Azer Koçulu is the man of the hour.  He built the tiny piece of code (literally 11 lines) that everyone was using.  He was responsible for hundreds of emergency meetings on Tuesday (I don't know the exact number, but you can imagine a lot of execs calling their IT department screaming).  He's a big deal in the OSS (open source software) community.  He's published over 270 packages to npm, the place most people (including Node.js and Babel) get their Javascript code.  On Tuesday he un-published all 270+ of his packages, including one innocuous 11 line piece of code called left-pad.  After that moment, everyone whose code relied on left-pad at some level was fine (really, it was).  But new code starting out, and deployment builds all failed, because they couldn't retrieve one little dependency.

Why did he do it?


I'm not going to steal the man's thunder.  He published a blog post in his own words saying why he did it.  Here's the tl;dr version.

Koçulu had a package named kik.  A messenger company named kik asked Koçulu to give them the package name so they could use it instead.  Koçulu refused.  The company pleaded with npm.  npm sided with kik.  Koçulu was offended and decided not to be involved with npm in the future.

It's a bit more complicated than that: Koçulu was good friends with most of the npm team, including the guy who took away his package.  kik sent Koçulu threatening emails, and Koçulu sent kik rude emails.  The whole thing took just under 3 weeks to come to this.

For some perspective, here are some of the highlights from the email chain, which was published by the kik team in their own blog post on the matter.

kik:
our trademark lawyers are going to be banging on your door and taking down your accounts and stuff like that

Azer:

fuck you. don’t e-mail me back.

kik:

Is there something we could do for you in compensation to get you to change the name?

Azer:

you can buy it for $30.000 for the hassle of giving up with my pet project for bunch of corporate dicks

What I expected


While Koçulu was kind of a dick to kik, and kik was kind of a dick to Koçulu, all of that was more or less expected as far as I'm concerned.  Open source developers, especially those as active as Azer are notoriously anti-establishment and are likely to respond to even gentle requests from them harshly.  And kik has trademark rights to consider, so you expect them not to be nice when someone tells them no.  They actually mentioned it in the email chain:

kik:
we’d have no choice but to do all that because you have to enforce trademarks or you lose them.

All of that is more or less, the sort of banter you'd expect if you're as deep in the software world as I am.  But that's not where it ended.  kik went and got npm involved.

npm's take


kik sent numerous emails over the 3 weeks following the initial email thread with Koçulu about how rude he was to them asking "can you guys help?" repeatedly.  Eventually, npm sent one email to both parties involved with this message.

npm:

Hi, Azer.
I hear your frustration.

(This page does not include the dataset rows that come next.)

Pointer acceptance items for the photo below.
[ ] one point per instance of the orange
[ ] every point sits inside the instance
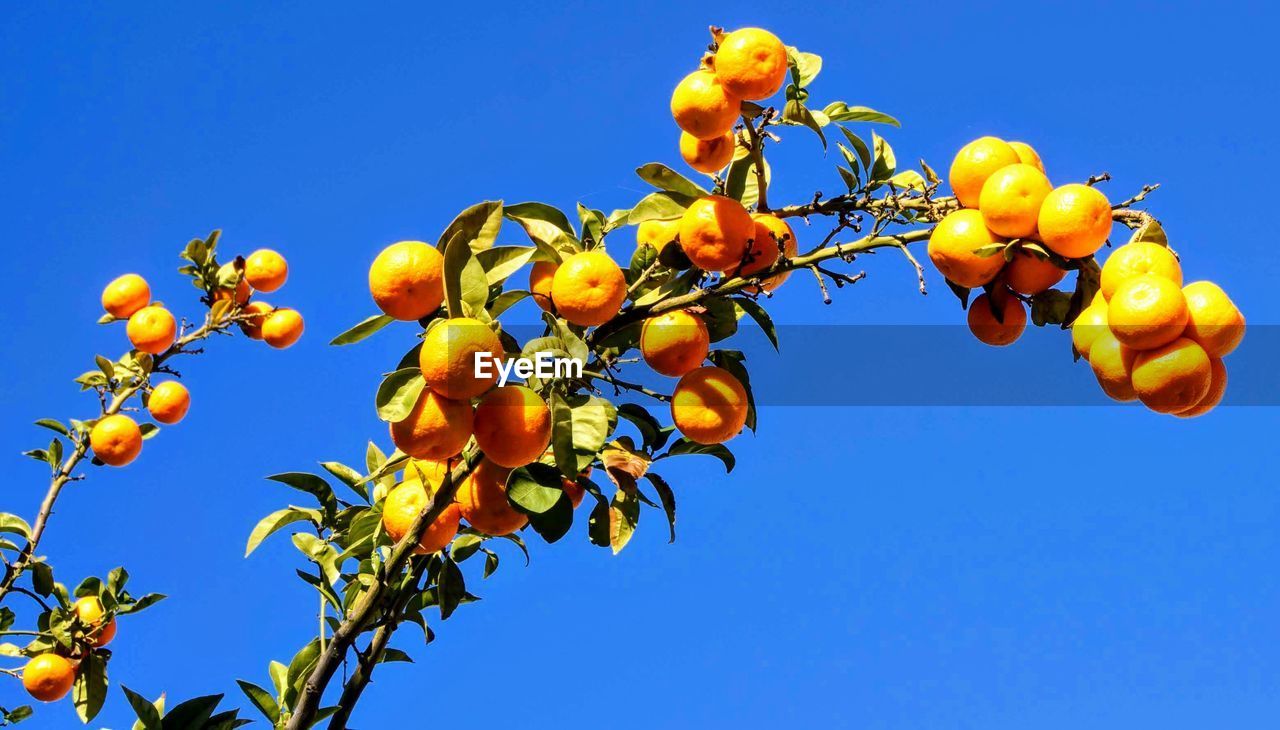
(714, 232)
(540, 283)
(703, 106)
(169, 402)
(151, 329)
(974, 163)
(952, 245)
(512, 425)
(483, 497)
(709, 405)
(1112, 365)
(402, 506)
(1174, 377)
(1216, 389)
(407, 279)
(451, 352)
(265, 270)
(48, 678)
(1029, 274)
(1074, 220)
(126, 295)
(1214, 319)
(990, 331)
(707, 155)
(752, 63)
(282, 328)
(1147, 311)
(589, 288)
(115, 439)
(91, 614)
(435, 428)
(1010, 200)
(1139, 258)
(675, 342)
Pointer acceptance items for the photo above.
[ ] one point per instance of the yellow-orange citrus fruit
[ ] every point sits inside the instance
(282, 328)
(974, 163)
(1011, 197)
(402, 506)
(407, 279)
(952, 245)
(265, 270)
(435, 428)
(1112, 365)
(714, 232)
(48, 678)
(1029, 274)
(1074, 220)
(675, 342)
(483, 497)
(707, 155)
(1139, 258)
(91, 614)
(540, 283)
(169, 402)
(1216, 389)
(1147, 311)
(126, 295)
(589, 288)
(115, 439)
(512, 425)
(1028, 155)
(990, 331)
(709, 405)
(1214, 320)
(703, 106)
(1174, 377)
(752, 63)
(151, 329)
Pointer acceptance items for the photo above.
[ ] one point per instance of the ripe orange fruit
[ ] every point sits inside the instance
(91, 614)
(1074, 220)
(407, 279)
(703, 106)
(1147, 311)
(675, 342)
(952, 245)
(974, 163)
(540, 283)
(282, 328)
(402, 506)
(589, 288)
(449, 355)
(1011, 197)
(126, 295)
(115, 439)
(714, 232)
(48, 678)
(512, 425)
(1029, 274)
(1174, 377)
(265, 270)
(1214, 320)
(707, 155)
(151, 329)
(990, 331)
(709, 405)
(169, 402)
(483, 498)
(435, 428)
(1139, 258)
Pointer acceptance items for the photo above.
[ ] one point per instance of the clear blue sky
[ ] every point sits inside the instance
(880, 567)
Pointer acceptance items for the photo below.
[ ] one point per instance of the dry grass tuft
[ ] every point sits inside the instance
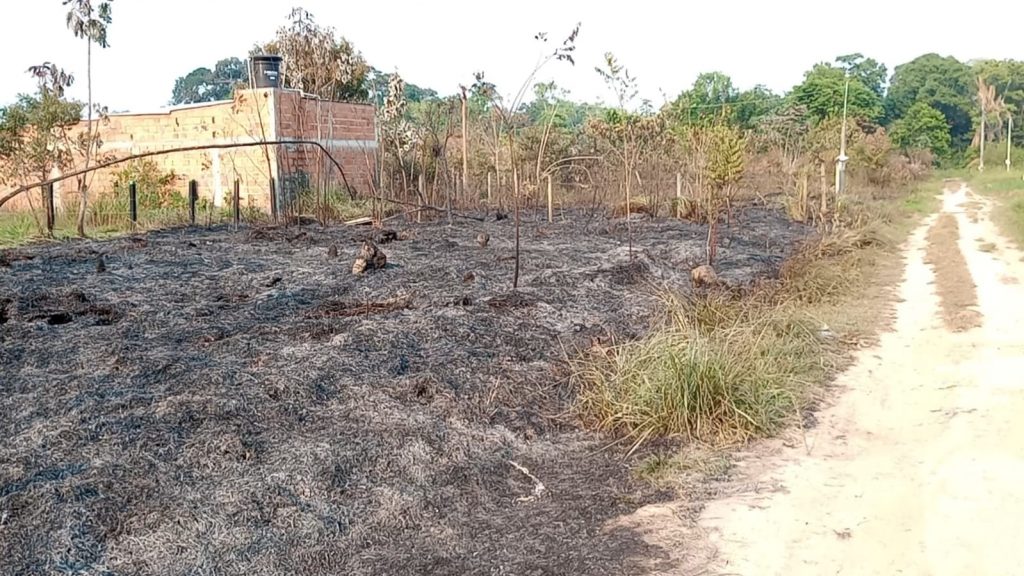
(721, 370)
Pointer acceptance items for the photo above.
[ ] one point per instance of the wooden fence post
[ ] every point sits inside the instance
(551, 202)
(679, 195)
(133, 204)
(238, 202)
(193, 197)
(50, 210)
(273, 200)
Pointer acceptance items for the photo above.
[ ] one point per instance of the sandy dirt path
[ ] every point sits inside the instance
(918, 467)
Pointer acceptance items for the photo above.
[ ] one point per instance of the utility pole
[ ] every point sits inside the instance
(981, 162)
(843, 158)
(465, 141)
(1010, 137)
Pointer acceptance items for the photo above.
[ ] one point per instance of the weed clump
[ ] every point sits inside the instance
(719, 370)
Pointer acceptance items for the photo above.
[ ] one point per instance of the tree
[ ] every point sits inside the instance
(923, 127)
(205, 85)
(823, 90)
(91, 24)
(316, 62)
(377, 82)
(726, 162)
(702, 104)
(752, 106)
(1007, 77)
(870, 73)
(507, 111)
(943, 83)
(628, 133)
(34, 132)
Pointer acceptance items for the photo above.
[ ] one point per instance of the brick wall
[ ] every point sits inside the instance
(345, 129)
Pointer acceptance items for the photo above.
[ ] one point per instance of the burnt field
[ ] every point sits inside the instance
(237, 402)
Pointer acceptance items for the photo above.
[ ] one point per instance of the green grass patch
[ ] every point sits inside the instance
(720, 370)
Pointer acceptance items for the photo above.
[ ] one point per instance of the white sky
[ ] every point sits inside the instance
(665, 44)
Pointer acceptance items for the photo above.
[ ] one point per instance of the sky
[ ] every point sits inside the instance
(440, 43)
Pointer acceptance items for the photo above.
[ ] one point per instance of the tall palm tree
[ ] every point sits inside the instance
(88, 22)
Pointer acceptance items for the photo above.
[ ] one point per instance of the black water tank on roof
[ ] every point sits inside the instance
(266, 71)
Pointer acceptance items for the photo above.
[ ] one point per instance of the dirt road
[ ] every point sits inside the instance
(918, 468)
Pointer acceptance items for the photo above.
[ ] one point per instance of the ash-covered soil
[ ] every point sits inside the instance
(236, 402)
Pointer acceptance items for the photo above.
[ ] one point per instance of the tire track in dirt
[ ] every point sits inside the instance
(957, 295)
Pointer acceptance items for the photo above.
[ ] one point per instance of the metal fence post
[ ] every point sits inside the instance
(133, 203)
(193, 197)
(238, 202)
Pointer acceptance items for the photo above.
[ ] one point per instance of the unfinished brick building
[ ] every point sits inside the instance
(346, 130)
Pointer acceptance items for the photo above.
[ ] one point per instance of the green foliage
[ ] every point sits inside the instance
(750, 107)
(713, 95)
(155, 189)
(204, 85)
(89, 19)
(869, 72)
(726, 161)
(941, 82)
(922, 127)
(318, 62)
(34, 138)
(1008, 78)
(822, 94)
(377, 83)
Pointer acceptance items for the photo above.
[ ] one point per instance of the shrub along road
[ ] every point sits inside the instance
(915, 468)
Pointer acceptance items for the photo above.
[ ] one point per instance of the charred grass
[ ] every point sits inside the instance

The desire to continue to use the kik and kik-starter package names, is clear.
Our goal is to make publishing and installing packages as frictionless as possible. In this case, we believe that most users who would come across a kik package, would reasonably expect it to be related to kik.com. In this context, transferring ownership of these two package names achieves that goal. I understand that you’ve committed time and energy to the packages already, and we don’t take that lightly. I’m hopeful that you’ll be able to republish this project with a new name.
Bob,
Can you provide an npm account to transfer the name to?
Thank you both for your patience and understanding.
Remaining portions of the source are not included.